Sanju Mariko is a story about this, dealing with the loss of your own ability as well as the loss of those around you, yet still finding a way to go on and enjoy life.
Mariko is an 80-year-old author, still writing for a living and residing in her family house she and her husband built along with their four generations of family. Her family is suffering from the ordeal of all having to live in the same cramped space while also trying to make ends meet. After coming home from a funeral for an old friend, Mariko feels that living with her family is becoming a burden to them and decides to strike out on her own. With independent living spaces for elderly hard to find, Mariko ends up without a home and on her own until she meets a mute cat whose owner passed away. Mariko and her new companion start a new adventure to live their lives with the time they have.
Sanju Mariko is incredibly blunt about the issues it deals with. There are no punches pulled about the constant looming issues Mariko has to confront. Her age and her health have declined and she is always acutely aware that she doesn’t have much time left overall with her life. However, she personifies this “I’m not done yet” energy that I adore. Not only does she decide to strike out on her own, but she wants to make this adventure matter by doing more. Taking shelter in a net café, Mariko goes on a tirade reading all of the most popular novels of younger artists, taking inspiration for her own stories. When she first meets the cat Kuro, Mariko immediately decides to take care of her on her own, even going so far as to sneak her into the net café to live with her while she finds her own home.
Mariko is determined and always willing to enjoy the change around her. She may be sad to see her own past feel farther and farther away from her but she’s incredibly open to trying new things, like enjoying how the city skyline has changed from a high up hotel room, or appreciating how nice she finds a net café. Mariko never looks down on those younger than herself and always is full of life, even more so than some of the others around her. She has a open-mind but a stubbornness for her own independence shown easily with her constant refusal to go home or inconvenience her family. It’s only when there’s no other option that she relies on the help of others. However, like when the owner of the net café reaches out to her, she is not too stubborn to not accept a helping hand.

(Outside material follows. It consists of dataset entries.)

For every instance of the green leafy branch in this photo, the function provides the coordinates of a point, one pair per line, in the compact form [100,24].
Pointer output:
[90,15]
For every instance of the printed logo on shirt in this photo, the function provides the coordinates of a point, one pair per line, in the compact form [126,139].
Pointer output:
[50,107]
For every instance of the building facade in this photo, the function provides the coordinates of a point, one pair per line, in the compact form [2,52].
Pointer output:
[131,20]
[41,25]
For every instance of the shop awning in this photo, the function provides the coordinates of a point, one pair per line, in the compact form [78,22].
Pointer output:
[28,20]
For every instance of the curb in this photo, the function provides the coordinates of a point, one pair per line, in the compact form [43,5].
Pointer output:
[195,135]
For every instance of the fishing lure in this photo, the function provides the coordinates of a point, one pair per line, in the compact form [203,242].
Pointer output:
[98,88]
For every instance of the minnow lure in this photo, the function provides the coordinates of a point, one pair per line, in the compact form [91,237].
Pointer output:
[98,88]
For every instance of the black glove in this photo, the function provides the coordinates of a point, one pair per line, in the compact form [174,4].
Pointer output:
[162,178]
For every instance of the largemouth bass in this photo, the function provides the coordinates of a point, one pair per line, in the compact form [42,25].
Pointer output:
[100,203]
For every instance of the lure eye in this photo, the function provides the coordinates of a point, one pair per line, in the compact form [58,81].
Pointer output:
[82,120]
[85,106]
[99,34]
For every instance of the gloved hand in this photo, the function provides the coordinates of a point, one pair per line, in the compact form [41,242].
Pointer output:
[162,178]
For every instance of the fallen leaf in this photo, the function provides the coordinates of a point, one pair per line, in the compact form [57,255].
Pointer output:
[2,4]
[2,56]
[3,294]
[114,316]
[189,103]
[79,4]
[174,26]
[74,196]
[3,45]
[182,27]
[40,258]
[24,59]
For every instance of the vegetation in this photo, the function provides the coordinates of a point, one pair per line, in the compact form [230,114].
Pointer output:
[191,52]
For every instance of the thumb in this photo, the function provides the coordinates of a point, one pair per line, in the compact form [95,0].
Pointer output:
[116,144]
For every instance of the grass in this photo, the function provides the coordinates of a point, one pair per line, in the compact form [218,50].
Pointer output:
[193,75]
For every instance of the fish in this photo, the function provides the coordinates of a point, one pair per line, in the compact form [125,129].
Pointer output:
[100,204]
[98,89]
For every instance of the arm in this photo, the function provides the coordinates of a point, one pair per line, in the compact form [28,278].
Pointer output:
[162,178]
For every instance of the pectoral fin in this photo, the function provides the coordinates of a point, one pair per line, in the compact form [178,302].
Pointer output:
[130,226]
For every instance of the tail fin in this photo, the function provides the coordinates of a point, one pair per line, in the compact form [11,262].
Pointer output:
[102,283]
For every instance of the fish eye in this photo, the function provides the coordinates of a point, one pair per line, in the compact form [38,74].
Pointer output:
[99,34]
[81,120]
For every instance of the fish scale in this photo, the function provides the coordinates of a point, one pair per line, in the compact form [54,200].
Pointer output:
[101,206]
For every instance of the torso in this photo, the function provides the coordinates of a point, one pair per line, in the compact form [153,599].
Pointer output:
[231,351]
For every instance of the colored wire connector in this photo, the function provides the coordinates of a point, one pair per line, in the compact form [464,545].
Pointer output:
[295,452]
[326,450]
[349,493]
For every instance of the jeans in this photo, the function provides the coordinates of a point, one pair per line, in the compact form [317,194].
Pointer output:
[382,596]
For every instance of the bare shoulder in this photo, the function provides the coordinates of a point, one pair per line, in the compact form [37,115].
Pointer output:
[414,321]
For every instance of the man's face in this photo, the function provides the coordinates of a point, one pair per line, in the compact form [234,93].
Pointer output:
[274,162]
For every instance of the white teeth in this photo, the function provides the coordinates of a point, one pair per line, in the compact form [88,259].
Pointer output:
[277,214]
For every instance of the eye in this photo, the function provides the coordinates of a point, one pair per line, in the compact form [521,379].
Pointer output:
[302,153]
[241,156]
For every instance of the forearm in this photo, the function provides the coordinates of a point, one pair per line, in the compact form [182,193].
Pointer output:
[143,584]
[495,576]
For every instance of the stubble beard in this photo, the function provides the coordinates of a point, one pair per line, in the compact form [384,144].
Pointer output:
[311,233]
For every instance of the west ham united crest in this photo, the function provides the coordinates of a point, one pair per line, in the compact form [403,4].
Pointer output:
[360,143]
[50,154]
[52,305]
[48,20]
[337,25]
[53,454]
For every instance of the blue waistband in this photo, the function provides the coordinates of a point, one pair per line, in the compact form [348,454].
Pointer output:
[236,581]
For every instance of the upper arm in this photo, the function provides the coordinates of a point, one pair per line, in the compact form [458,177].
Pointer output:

In many ways her attitude reminds me of my own grandmothers who, even with extremely disheartening health conditions, are still spry enough to want to try new things and, in the case of one funny vacation, hit on the younger guys. I feel it’s wonderful to have the mentality to celebrate life, even when it can be horribly unfair and cruel to our bodies as age gets all of us. Mariko is very much this personified. She does get down and depressed about her family, her age, and all of the friends she’s lost. Yet, she continues on and makes the best of her new adventure.
Unfortunately, while this series is fourteen volumes, ongoing, and award nominated, it seems it hasn’t been licensed here in the West. More so than many other series I’ve written about on this site, I implore anyone and everyone who has the ability to give us more of this series to help out on that front. When I initially read this online years ago, there were multiple chapters and people still supporting a translation. The story touched me dearly at the time. However, it remains incomplete and with even less chapters out there than what I initially read as websites have come and gone.
I would love to see this story picked up by someone for us non-Japanese scrubs, as it’s a lovely and endearing adventure about a woman determined to live her life rather than waste away, and Mariko’s determination and hopeful attitude is amazingly lovely to see. This series deserves so much more love. I’ll take a page from Mariko and keep on hoping that this series ain’t done yet.